Guess what: a testcase failed. I'd like to know if this is a correct way of doing things, or if perhaps i made some mistake i am not seeing (else the mistake is in the Node.#nodeswithkeyhigher(key) function).


Solution

  • edit: final paragraph for answer, thanks to Sticky.

    tl;dr: skip to last paragraphs

    This is the same issue I'm having trouble with. (Yes DS aswell). So far all runs except 5 are correct. I've tested several things, one being a very simple one: Just exchange left and right in OSRank. In some cases it gave a correct answer but in the harder cases it was quite a bit off. Oh I also added that if y.score == y.parent.score I only add the right size of y.parent, if not I add the right size + 1.

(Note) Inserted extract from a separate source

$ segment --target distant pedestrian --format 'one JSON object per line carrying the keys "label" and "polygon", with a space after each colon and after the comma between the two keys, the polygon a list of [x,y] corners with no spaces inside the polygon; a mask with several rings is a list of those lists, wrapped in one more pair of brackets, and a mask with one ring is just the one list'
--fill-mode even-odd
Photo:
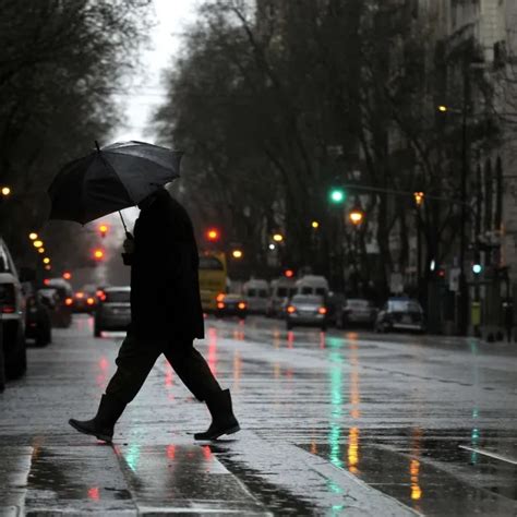
{"label": "distant pedestrian", "polygon": [[111,442],[113,426],[164,353],[195,398],[205,401],[212,424],[195,440],[215,440],[239,431],[229,389],[223,390],[194,348],[204,337],[197,279],[199,255],[187,211],[160,188],[143,200],[134,239],[124,241],[124,263],[131,265],[132,323],[122,342],[117,372],[92,420],[71,419],[84,434]]}
{"label": "distant pedestrian", "polygon": [[512,300],[506,300],[503,303],[504,326],[506,329],[506,340],[512,341],[512,332],[514,329],[514,303]]}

    public int OSRank(Node x)
        {
            int r = x.Right.Size + 1;
            Node y = x;
            while (y != root)
            {
                if (y == y.Parent.Left)
                {
                    if (y.Score == y.Parent.Score)
                        r = r + y.Parent.Right.Size;
                    else
                        r = r + y.Parent.Right.Size + 1;
                }
                y = y.Parent;
            }
            return r;
        }
    

    Let's first test this method on the tree on page 340 (figure 14.1). We'll search for the rank of 38 (which should return 4 because 39, 47 and 41 are higher):

    1. r = 1 + 1 = 2 //Right side + 1
    2. r = 2 //nothing happens because we're a right child
    3. r = r + 1 + 1 = 4 //we're a left child, the key of our parent is larger and parent.Right.size = 1
    4. r = 4 //nothing happens because we're a right child

    So in this case the result is correct. But what if we add another node with key 38 to our tree. That reshapes our tree a bit, the right part of node 26 now looks like:

    (I'm not allowed to add images yet so look here:http://i47.tinypic.com/358ynhh.png)

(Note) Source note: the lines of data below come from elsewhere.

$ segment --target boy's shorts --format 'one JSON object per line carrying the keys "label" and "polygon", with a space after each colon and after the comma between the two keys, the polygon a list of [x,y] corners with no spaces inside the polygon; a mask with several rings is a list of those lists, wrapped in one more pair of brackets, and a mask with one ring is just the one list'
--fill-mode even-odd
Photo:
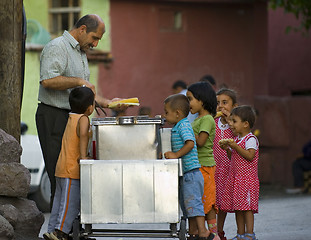
{"label": "boy's shorts", "polygon": [[179,185],[179,203],[186,217],[205,216],[202,203],[204,179],[199,169],[184,173]]}
{"label": "boy's shorts", "polygon": [[206,167],[202,166],[200,171],[204,178],[204,191],[203,191],[203,206],[205,214],[209,213],[212,208],[215,209],[216,213],[218,209],[216,207],[216,183],[215,183],[215,171],[216,166]]}

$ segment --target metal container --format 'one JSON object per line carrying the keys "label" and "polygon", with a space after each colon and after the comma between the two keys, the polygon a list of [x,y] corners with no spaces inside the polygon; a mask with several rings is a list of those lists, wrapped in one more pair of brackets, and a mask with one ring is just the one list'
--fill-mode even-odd
{"label": "metal container", "polygon": [[96,158],[100,160],[154,160],[161,149],[160,126],[164,120],[149,117],[92,119]]}
{"label": "metal container", "polygon": [[178,159],[81,160],[81,223],[177,223]]}

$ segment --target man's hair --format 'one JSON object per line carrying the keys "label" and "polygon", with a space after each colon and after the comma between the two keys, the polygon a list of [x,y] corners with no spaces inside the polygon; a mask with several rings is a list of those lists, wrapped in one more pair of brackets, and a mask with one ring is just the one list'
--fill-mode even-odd
{"label": "man's hair", "polygon": [[177,80],[176,82],[174,82],[172,88],[177,89],[179,87],[181,87],[182,89],[187,89],[187,84],[183,80]]}
{"label": "man's hair", "polygon": [[203,108],[212,116],[216,114],[217,98],[211,84],[207,82],[193,83],[188,87],[188,91],[192,93],[195,99],[202,101]]}
{"label": "man's hair", "polygon": [[232,109],[231,115],[238,116],[242,122],[248,122],[249,127],[253,128],[256,121],[256,113],[254,108],[249,105],[242,105]]}
{"label": "man's hair", "polygon": [[237,93],[236,91],[229,89],[229,88],[221,88],[217,93],[216,96],[218,95],[226,95],[229,98],[231,98],[232,100],[232,104],[236,104],[237,103]]}
{"label": "man's hair", "polygon": [[190,104],[188,98],[183,94],[174,94],[168,96],[165,101],[165,104],[170,104],[170,108],[173,111],[180,110],[184,117],[187,117],[190,111]]}
{"label": "man's hair", "polygon": [[75,28],[79,28],[82,25],[86,26],[87,33],[96,32],[99,25],[99,19],[95,15],[85,15],[76,22]]}
{"label": "man's hair", "polygon": [[212,86],[216,85],[216,81],[212,75],[204,75],[201,77],[200,82],[209,82]]}
{"label": "man's hair", "polygon": [[69,104],[73,113],[82,114],[93,105],[95,95],[88,87],[74,88],[69,95]]}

    If we would use the same algorithm we'd get the following result (picking the red one):

    1. r = 0 + 1 = 1 //no right side
    2. r = 1 //we're a right child
    3. r = 1 //we're a right child
    4. r = 1 + 3 + 1 = 5 //The 3 comes from the size of node 41.
    5. r = 5 //we're a right child

    Though we expect rank 4 here. While I was typing this out I noticed that we check if y.Score == y.Parent.Score, but I completely forgot y changes. So in line 4 the clause "y.Score == y.Parent.Score" was false because we compared node 30 with 38. So if we change that line to:

    if (x.Score == y.Parent.Score)
    

    The algorithm outputs rank 4, which is correct. This means we eliminated another issue. But there are more, which I didn't figure out either:

    • The case in which Y.Parent.Right contains duplicate keys. Technically if we have 3 nodes with the same key, they should count as 1.
    • The case in which Y.Parent.Right contains keys that are equal to x.Key (the node you want the rank of). That would put us a few ranks back, incorrectly.

    I suppose you could keep another integer which holds the amount of nodes with a higher score. Upon insertion you could climb the tree and adjust values if the subtree of that node doesn't contain a node with the same score. But how this is done (and efficiently) is unknown to me right now.

    edit: First find the final successor of x with the same score x. Then calculate the rank the normal way. The code above works.